I have a small home computer converted towards a ESXi server. This I have done now for about 4 years.
It is a ASRock Desktop Mini with a i3 processor, 32GB of RAM and SSD M2 disk.
Because I had issues before with losing power suddenly in my house and then had to risk installing VMWare again, I have installed a SanDisk USB drive of about 64GB. On this USB drive I have installed VMWare and the SSD is used to store all data of the virtual machines.
But I moved to another house and since this moment I get a strange experience with the ESXi server, because it stops responding at a certain moment and then it also doesn't respond anymore to a physical keyboard. It still shows that I can press F2, but it doesn't work anymore.
I then have to hold the power button to turn off the system and restart the system. Until yesterday I was using a older version of ESXi (build 16324942), so I thought lets try to install a newer version (upgrade did give me an error, so I chose to just select install and install the new version on the USB drive again).
But within a hour (without connecting any VM again) it already chrashed again and I wasn't able to get it responding without holding the power button again, afterwards I was able to connect the servers again. But this morning again it didn't respond again.
I turned on the device around 07:17 and the latest logs are from 02:43 this morning.
Anyone any idea perhaps what I could do to fix this?
Inside the attachment you can find all logs combined from 02:00 until 07:17
I had such Issue a year ago in the prod environment.
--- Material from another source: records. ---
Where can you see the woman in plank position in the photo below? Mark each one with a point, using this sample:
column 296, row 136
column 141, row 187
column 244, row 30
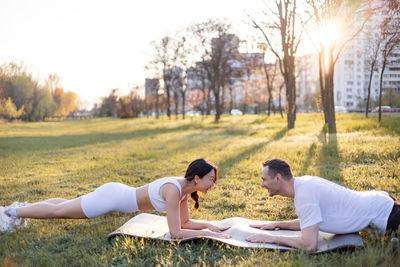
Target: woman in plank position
column 166, row 194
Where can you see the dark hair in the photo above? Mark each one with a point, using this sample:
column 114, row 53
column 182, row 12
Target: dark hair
column 199, row 167
column 278, row 166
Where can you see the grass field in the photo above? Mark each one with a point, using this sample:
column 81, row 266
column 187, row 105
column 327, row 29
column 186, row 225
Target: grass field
column 71, row 158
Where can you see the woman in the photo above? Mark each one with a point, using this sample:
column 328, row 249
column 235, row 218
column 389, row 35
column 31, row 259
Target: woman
column 166, row 194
VMs were responsive, but I was not able to migrate them or to do a backup.
If you are able to test that Host do the following: Via ssh run the following command: /etc/init.d/sfcbd-watchdog stop
On ESXi Host stop service CIM Provider. I have updated iLO and BIOS Versions to the newest. All Drivers and Firmware too.
I know you want a concrete solution but all these steps helped me to solve that issue;
Thanks for your help already.
But in my case the VM's are also not responding, this is how I noticed that the main ESXi server was having issues.
This morning again, the same issue, system was still running, but containers were unavailble and the ESXi host didn't respond anymore also not to direct access via keyboard and display on the device. The display still shows the grayed out version, but the keyboard input is no longer working.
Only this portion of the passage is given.